"He will vindicate you in broad daylight,
and publicly defend your cause."
Upon reading this, I immediately thought of the story about the "adulteress woman." If you don't know the story, it's recorded in John 8. Some of the earliest manuscripts do not include this story but I believe it's here for good reason.
The scene is this:
It is early morning. Hundreds of people are already at the temple praying. Some stayed all night and slept in the temple courts. They have come with their grief, their petitions, their repentance.
Jesus walks into the middle of the crowd and begins to teach them. He tells them about the deep love of God. He has compassion on their suffering and tells them that they are forgiven. He heals them.
And right into the middle of the crowd storms a league of the religious elite. These are the bad dudes that tried to lay claim to God's attention and authority. Their grimacing faces set like stone and determination. Their regal robes flying out behind them in the cool morning air.
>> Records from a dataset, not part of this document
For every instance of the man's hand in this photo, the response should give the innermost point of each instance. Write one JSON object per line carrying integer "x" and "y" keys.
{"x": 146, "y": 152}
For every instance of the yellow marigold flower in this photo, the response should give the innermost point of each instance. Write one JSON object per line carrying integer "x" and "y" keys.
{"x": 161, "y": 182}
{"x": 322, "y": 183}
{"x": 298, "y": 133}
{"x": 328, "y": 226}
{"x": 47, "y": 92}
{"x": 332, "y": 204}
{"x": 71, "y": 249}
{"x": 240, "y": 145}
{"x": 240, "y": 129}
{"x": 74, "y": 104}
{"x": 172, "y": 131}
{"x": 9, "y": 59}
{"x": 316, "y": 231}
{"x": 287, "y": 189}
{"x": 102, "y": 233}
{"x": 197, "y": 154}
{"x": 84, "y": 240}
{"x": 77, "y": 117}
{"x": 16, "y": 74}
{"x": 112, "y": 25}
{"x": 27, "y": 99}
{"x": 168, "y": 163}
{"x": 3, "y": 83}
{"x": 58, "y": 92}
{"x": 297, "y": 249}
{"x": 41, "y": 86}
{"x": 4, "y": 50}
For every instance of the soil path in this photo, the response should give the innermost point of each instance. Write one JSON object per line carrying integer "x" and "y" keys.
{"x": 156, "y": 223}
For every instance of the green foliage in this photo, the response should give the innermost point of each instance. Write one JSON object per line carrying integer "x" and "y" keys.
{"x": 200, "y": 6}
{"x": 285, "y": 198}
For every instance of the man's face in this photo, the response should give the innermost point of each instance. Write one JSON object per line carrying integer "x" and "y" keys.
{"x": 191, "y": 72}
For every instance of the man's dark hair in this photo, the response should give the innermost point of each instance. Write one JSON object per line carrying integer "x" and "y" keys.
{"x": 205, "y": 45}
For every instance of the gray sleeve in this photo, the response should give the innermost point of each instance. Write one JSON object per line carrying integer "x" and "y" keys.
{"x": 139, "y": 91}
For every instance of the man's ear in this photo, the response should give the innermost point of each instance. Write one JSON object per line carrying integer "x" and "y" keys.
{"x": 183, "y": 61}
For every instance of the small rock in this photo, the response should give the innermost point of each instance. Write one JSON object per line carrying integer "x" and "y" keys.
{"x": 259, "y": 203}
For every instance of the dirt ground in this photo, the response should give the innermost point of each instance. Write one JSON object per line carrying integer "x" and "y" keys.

They are clutching the small arms of a woman. She can barely keep up with their fast pace. Her hair is disheveled. Her makeup is smeared. You can tell that she has been crying and she is only half-clothed.
They make her stand in front of Jesus. And in front of the entire crowd. "Look at this woman!" they taunt, "We have caught her in the very act of adultery! The Law demands that she be stoned. Right here! Right now!"
(Scripture says that they were trying to trap Jesus. This was a very calculated plan. She had been tricked and seduced. They knew her temptations and they knew exactly where to find her "in the act.")
The crowd looks to Jesus. Some of them immediately grab the stones that lie around the temple wall perimeter.
Jesus just bends down and writes in the temple court dirt. Some have speculated that He was writing the sins of the religious elite. Pride. Lying. Vanity. Deceit....
Perhaps he was writing the words that he had just taught the crowd. "God is compassionate. God is love. God does not condemn. God will forgive." Perhaps the crowd began to chant these words. Perhaps a deep hope welled up from within them. They wanted to believe that God would be so compassionate to forgive this woman. To forgive them.
"Go ahead," Jesus answers, "Any one of you that is without sin, go ahead and stone her."
One by one, they dropped their stones. They slithered away into the shadows and left her standing before him. She must have felt fear. She must have felt shame. And yet, she stood.
"Where are they?" Jesus asked. "Did no one condemn you?"
"No. No one. They are gone."
"Well, I don't condemn you either."
I believe the next line, "Go and sin no more," is much, much deeper than we think.
Did Jesus really think that she would just stop sinning at that point? No.
Read the next few verses. He says, "I am the light of the world. The one who follows me will never walk in darkness, but will have the light of life."
Jesus makes a strong contrast between himself and the group of religious men that had just caused this ridiculous scene. Jesus was light. He had embraced a "sinful woman" in the bright light of day. He was not ashamed to align himself with her and separate Himself from those who "walk in darkness," that is, the religious elite.
His words, in essence, are for her to walk in God's light. Now that she was forgiven and whole, He warned her to continue walking in the light.
Now that no one has stoned you... and God has not stoned you...
do not start picking up stones to condemn others.
Walk in the light.
Psalm 37 says that God publicly defends us in broad daylight. With all of our nastiness, our sin, and our hidden actions fully exposed. He defends us. He is not ashamed to defend us in broad daylight. He does not shy away from us.
Verse 10 says, "Evil men will soon disappear; you will stare at the spot where they once were, but they will be gone...the Lord laughs in disgust at them, for He knows that their day is coming."
"Where are they? Did no one condemn you?"
She looks around and sees that her prosecutors are gone. She sees nothing but love and compassion on the faces around her. The crowd had heard Jesus' message and they had received. They knew that she was them, and they were her. Each one with his own deep sin. Each one deserving of condemnation but not receiving it.
I picture Jesus saying "Go" but that she meekly asks, "Mind if I stay?" She kneels down into the dirt and smiles as a woman near by scoots close and drapes her own shawl around her naked shoulders.
Sweet compassion. Fully vindicated in broad daylight.